The problem of complex data analysis is a central topic of modern statistical
science and learning systems and is becoming of broader interest with the
increasing prevalence of high-dimensional data. The challenge is to develop
statistical models and autonomous algorithms that are able to acquire knowledge
from raw data for exploratory analysis, which can be achieved through
clustering techniques or to make predictions of future data via classification
(i.e., discriminant analysis) techniques. Latent data models, including mixture
model-based approaches are one of the most popular and successful approaches in
both the unsupervised context (i.e., clustering) and the supervised one (i.e,
classification or discrimination). Although traditionally tools of multivariate
analysis, they are growing in popularity when considered in the framework of
functional data analysis (FDA). FDA is the data analysis paradigm in which the
individual data units are functions (e.g., curves, surfaces), rather than
simple vectors. In many areas of application, the analyzed data are indeed
often available in the form of discretized values of functions or curves (e.g.,
time series, waveforms) and surfaces (e.g., 2d-images, spatio-temporal data).
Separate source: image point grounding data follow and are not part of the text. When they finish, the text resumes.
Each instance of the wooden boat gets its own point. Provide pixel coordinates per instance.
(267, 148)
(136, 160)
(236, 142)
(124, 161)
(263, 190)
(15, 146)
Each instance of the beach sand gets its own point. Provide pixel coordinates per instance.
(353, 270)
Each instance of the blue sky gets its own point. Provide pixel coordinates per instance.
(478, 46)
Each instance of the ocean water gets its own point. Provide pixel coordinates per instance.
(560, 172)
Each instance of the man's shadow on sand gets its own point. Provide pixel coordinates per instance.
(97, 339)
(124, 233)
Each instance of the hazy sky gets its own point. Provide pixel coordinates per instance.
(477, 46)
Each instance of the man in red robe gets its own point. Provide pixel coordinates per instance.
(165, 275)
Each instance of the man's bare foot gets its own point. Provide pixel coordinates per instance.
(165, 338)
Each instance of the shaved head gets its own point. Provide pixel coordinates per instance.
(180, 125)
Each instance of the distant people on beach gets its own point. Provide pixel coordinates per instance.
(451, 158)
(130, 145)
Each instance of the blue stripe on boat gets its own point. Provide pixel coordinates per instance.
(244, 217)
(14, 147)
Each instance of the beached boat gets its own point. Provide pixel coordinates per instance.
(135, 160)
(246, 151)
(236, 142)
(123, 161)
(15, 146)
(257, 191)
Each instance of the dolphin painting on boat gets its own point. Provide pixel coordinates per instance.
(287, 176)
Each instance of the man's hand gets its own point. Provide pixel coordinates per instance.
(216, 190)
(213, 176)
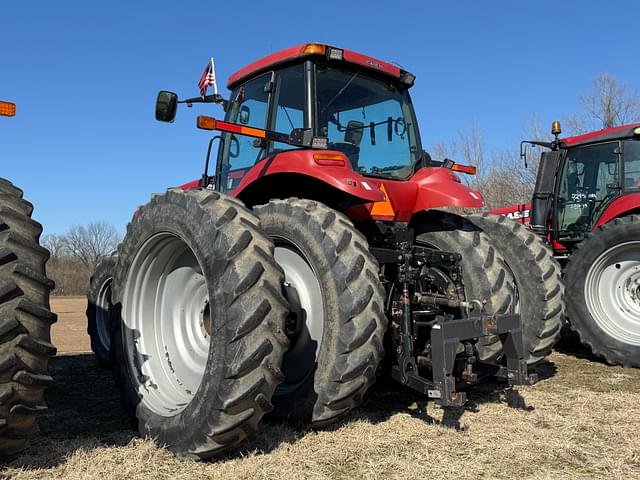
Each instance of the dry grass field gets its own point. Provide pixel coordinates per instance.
(582, 420)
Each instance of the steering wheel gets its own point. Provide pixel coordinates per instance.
(400, 127)
(237, 145)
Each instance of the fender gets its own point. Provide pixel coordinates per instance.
(335, 173)
(619, 207)
(440, 187)
(429, 188)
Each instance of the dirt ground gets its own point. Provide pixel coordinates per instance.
(581, 421)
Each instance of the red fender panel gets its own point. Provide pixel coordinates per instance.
(619, 207)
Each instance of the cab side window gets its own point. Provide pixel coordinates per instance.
(632, 165)
(249, 108)
(289, 104)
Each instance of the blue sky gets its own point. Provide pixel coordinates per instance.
(84, 75)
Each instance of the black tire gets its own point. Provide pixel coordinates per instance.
(246, 341)
(99, 309)
(538, 278)
(585, 259)
(486, 276)
(343, 363)
(25, 321)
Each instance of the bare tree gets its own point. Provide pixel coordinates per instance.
(91, 243)
(56, 244)
(609, 103)
(501, 177)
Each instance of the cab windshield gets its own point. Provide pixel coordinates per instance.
(371, 121)
(590, 179)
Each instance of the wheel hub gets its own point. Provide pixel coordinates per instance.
(168, 321)
(612, 292)
(305, 325)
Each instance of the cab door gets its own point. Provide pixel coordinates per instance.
(590, 180)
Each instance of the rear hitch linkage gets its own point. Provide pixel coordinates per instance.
(434, 347)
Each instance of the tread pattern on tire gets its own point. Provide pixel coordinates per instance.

This functional aspect of the data adds additional difficulties compared to the
case of a classical multivariate (non-functional) data analysis. We review and
present approaches for model-based clustering and classification of functional
data. We derive well-established statistical models along with efficient
algorithmic tools to address problems regarding the clustering and the
classification of these high-dimensional data, including their heterogeneity,
missing information, and dynamical hidden structure. The presented models and
algorithms are illustrated on real-world functional data analysis problems from
several application area